According to a report from Nielsen Norman Group, while 70% of most corporate employees use the Intranet every day, most of what they do is just look up a corporate phone number and read the latest corporate news.

Imagine convincing that 70% of your user base to take advantage of the deeper features and functionality your Intranet has to offer them. Not only will your Intranet be more successful, worker productivity will increase exponentially.

The best way to help make this happen is to promote your corporate Intranet  with an Intranet communications plan.

You probably made some sort of corporate announcement when you originally launched or redesigned your Intranet. But selling the features and functionality of the corporate Intranet is an ongoing activity that needs to be packaged and sold to employees, very much like the marketing department does for the sales force.

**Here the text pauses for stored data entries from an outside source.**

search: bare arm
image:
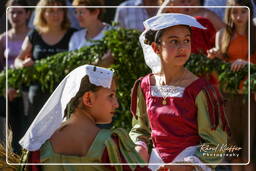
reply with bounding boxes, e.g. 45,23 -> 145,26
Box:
0,34 -> 5,70
14,36 -> 34,68
207,29 -> 224,59
96,50 -> 115,68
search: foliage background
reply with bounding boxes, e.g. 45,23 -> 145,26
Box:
0,28 -> 255,130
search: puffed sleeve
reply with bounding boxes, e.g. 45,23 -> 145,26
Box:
129,83 -> 151,150
194,90 -> 227,166
172,88 -> 229,170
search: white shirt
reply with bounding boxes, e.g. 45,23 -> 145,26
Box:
114,0 -> 157,31
68,24 -> 112,51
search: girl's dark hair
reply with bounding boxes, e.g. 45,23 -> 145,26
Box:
144,25 -> 192,45
64,75 -> 101,118
144,29 -> 163,45
6,0 -> 30,12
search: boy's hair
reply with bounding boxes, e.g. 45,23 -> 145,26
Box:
72,0 -> 105,21
64,75 -> 101,118
33,0 -> 70,32
222,0 -> 256,56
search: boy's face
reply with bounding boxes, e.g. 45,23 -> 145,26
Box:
90,81 -> 119,124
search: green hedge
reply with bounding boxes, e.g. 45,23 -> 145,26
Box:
0,28 -> 255,130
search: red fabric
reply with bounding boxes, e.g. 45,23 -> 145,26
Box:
139,74 -> 209,163
101,135 -> 151,171
191,16 -> 216,54
28,150 -> 41,171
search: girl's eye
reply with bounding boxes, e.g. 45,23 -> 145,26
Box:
170,40 -> 178,44
184,39 -> 190,43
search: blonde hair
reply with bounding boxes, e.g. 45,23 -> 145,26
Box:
221,0 -> 256,56
33,0 -> 70,32
72,0 -> 105,21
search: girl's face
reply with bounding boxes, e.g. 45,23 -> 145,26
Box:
75,8 -> 99,28
7,8 -> 30,28
153,25 -> 191,67
43,7 -> 64,27
165,0 -> 191,14
90,81 -> 119,124
231,7 -> 248,27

“But why do I have to sell my Intranet to employees?” you may ask yourself.

Because if employees do not effectively adopt your solution your company has wasted its money. And there’s nothing that will kill a project faster than the scent of wasted investment dollars.

In the same Nielsen Norman Group report, increased worker productivity was directly correlated with multi-million dollar savings. For example, companies with 10,000 employees saved an average of $5M – $10M a year due to measured productivity gains. This more than paid for the cost of their intranet.

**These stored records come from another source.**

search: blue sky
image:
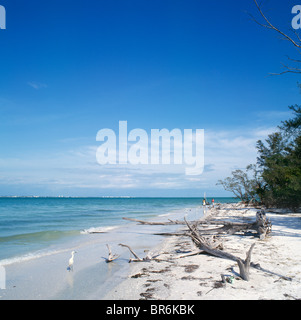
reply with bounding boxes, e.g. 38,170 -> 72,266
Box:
0,0 -> 300,197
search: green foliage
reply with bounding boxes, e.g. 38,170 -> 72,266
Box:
279,105 -> 301,138
256,107 -> 301,211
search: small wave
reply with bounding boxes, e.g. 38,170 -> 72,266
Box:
0,247 -> 70,267
0,230 -> 80,244
80,226 -> 119,234
158,213 -> 173,217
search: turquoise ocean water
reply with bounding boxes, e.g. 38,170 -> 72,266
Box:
0,197 -> 238,263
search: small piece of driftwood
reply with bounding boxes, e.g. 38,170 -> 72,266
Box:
119,243 -> 149,262
118,243 -> 164,263
105,244 -> 119,263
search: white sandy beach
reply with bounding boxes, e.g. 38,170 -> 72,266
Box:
104,203 -> 301,300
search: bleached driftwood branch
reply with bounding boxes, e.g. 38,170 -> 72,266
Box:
184,217 -> 255,281
125,209 -> 272,240
122,217 -> 188,225
105,244 -> 119,263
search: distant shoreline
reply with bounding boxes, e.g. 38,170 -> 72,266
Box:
0,196 -> 238,199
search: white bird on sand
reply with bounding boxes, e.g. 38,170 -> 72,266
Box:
67,251 -> 77,271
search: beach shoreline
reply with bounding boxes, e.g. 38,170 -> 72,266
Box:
0,203 -> 204,300
104,203 -> 301,300
1,201 -> 300,300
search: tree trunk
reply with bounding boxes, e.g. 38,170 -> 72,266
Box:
237,243 -> 255,281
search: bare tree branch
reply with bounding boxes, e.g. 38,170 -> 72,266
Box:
286,55 -> 301,64
253,0 -> 301,49
251,0 -> 301,75
269,63 -> 301,75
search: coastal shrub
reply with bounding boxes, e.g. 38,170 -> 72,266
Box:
256,106 -> 301,211
216,164 -> 262,204
217,106 -> 301,212
257,128 -> 301,211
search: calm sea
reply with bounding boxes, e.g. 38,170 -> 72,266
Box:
0,197 -> 238,263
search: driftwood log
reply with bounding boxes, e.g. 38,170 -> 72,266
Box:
184,217 -> 255,281
124,209 -> 272,240
122,217 -> 188,225
184,217 -> 291,281
194,210 -> 272,240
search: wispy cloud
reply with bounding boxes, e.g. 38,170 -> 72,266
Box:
256,110 -> 292,121
27,82 -> 48,90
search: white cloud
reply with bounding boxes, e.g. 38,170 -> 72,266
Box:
0,124 -> 277,195
252,127 -> 278,138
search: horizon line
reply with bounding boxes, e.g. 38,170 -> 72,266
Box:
0,195 -> 237,199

By extrapolating these numbers on a smaller scale, a small company with 100 employees could expect savings of $50-100k a year. That’s worth applying to anyone’s bottom line.
An internal PR campaign to influence adoption of your Intranet can make a huge difference.

Your Intranet communications plan should include branding (a special corporate name and logo for your Intranet) and corporate-wide and department-specific messaging delivered in person via “town-hall” style meetings, company news and email campaigns. Some companies even make live and recorded webcasts about using the Intranet available to employees. In short, anything you can do to encourage and increase employee adoption is fair game.

These initiatives take time and careful planning, but before you know it you’ll be recruiting that 70% user base for usability tests and getting ideas from them for new and improved Intranet features.